You've probably seen the latest development in this, but if not, here's a nice analysis from the Washington Post:  "Goldman executives cheered housing market's decline."   When the subprime mortgage security crash was taking down the economy, Goldman Sachs was betting both sides of the table.  They were selling tottering CDOs based on subprime mortgages with one hand, and shorting the housing market (that is, betting that it would fall) with the other.  The 9-year-old version of this is, "Heads I win, tails you lose."  And Goldman won, really big.  They're about to appear before the SEC, to discuss how closely they really did work with the hedge fund manager who was cherry picking mortgage pools he was sure would fail, so he could bet against them after Goldman sold them to their institutional customers - like, your pension fund.

Goldman Sachs used to be a private partnership.  They went public in 1999, which allowed them to raise big money by selling shares in the stock market, without losing very much control over the firm.  This also did two things for the men who ran the firm:  it made them a barge-load of money, and it made them employees instead of partners.  Partners are personally liable if a partnership fails.  Employees just take the money and run.  I wonder if any of the old-line Goldman partners are regretting that IPO now.

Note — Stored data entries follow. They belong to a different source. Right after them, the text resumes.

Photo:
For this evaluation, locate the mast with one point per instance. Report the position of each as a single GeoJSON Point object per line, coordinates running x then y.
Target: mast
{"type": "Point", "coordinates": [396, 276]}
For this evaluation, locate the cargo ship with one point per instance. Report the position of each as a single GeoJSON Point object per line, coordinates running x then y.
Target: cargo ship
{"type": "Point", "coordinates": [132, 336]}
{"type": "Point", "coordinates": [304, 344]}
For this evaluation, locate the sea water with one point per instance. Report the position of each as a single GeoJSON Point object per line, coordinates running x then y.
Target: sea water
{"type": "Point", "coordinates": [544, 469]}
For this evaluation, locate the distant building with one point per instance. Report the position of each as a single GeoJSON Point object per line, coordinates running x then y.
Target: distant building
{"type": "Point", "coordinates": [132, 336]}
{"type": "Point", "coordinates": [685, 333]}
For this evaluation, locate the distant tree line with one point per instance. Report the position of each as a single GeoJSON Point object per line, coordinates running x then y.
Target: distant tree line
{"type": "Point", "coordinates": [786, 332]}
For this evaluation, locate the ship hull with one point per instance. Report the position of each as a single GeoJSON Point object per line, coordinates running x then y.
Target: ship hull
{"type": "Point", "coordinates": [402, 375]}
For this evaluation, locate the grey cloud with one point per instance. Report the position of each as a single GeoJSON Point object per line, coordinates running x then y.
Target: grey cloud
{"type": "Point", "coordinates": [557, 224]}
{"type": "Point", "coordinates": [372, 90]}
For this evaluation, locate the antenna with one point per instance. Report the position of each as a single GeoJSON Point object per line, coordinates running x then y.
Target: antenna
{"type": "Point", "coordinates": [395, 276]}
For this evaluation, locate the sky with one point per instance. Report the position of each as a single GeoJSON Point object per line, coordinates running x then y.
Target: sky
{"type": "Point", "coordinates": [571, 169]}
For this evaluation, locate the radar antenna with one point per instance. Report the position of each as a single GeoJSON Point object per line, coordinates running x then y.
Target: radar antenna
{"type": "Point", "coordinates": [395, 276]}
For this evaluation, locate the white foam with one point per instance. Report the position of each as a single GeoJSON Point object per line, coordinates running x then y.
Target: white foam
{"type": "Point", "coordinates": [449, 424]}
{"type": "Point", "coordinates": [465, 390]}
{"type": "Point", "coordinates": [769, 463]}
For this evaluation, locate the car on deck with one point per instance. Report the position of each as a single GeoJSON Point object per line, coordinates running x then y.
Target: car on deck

I worked in the financial industry (not for Goldman, ever) most of my professional life.  It's a very strange world, and it's gotten much stranger over the last 20 years, as the lobbyists and the Republicans colluded to remove the restraints on financial firms that FDR put in, for damn good reasons, in the '30s.  I want that financial regulatory bill to pass, but it isn't good enough.  I want the Glass-Steagall Act back.

2 comments:

  1. The unfortunate fact is that betting against things is the other side of the legitimate coin of investing.

    That's what shorts and puts are. That's also why vultures wait in the wings for banks to foreclose so they can snap up empty houses at auction for 1/5th of their highest market value.

    Is this evil? Not from a purely market driven point of view. But as far as disclosure goes, any brokerage house which sells securities with nothing but rosy recommendations, when they know this is false (and very dangerous) should be prosecuted for failure to inform. Ditto for real estate brokerages and lenders which knowingly sold people properties who could clearly not afford their mortgages.

    I believe that the executives--say, the top 50 people--at Goldman, and/or any other house which knowingly defrauded potential customers about bad investments like the swaps--should be taxed at 95 percentile for a period of at least five years. That would be like putting them in low-security confinement for that period. What worse punishment could there be for these cash hogs? Same for the mortgage brokers--tax'em at 95% for five years.

    Capitalism says that people share the risks with the rewards. That's an equation which has been forgotten, or side-stepped in recent times. Some of the biggest corporate failures have been accompanied by huge buy-outs and platinum parachutes in which executives of dying firms walked away with hundreds of millions of investors' and employees' money. This is not capitalism; it's theft, plain and simple.

    That's the world of Bush and Cheney--fat cats feasting and giggling in the back rooms about hoodwinking the electorate. It's nasty, and the people who do it are nasty.

    Unfortunately, I don't think we have the brains to bring'em in. And it may lead to our ultimate downfall as a nation.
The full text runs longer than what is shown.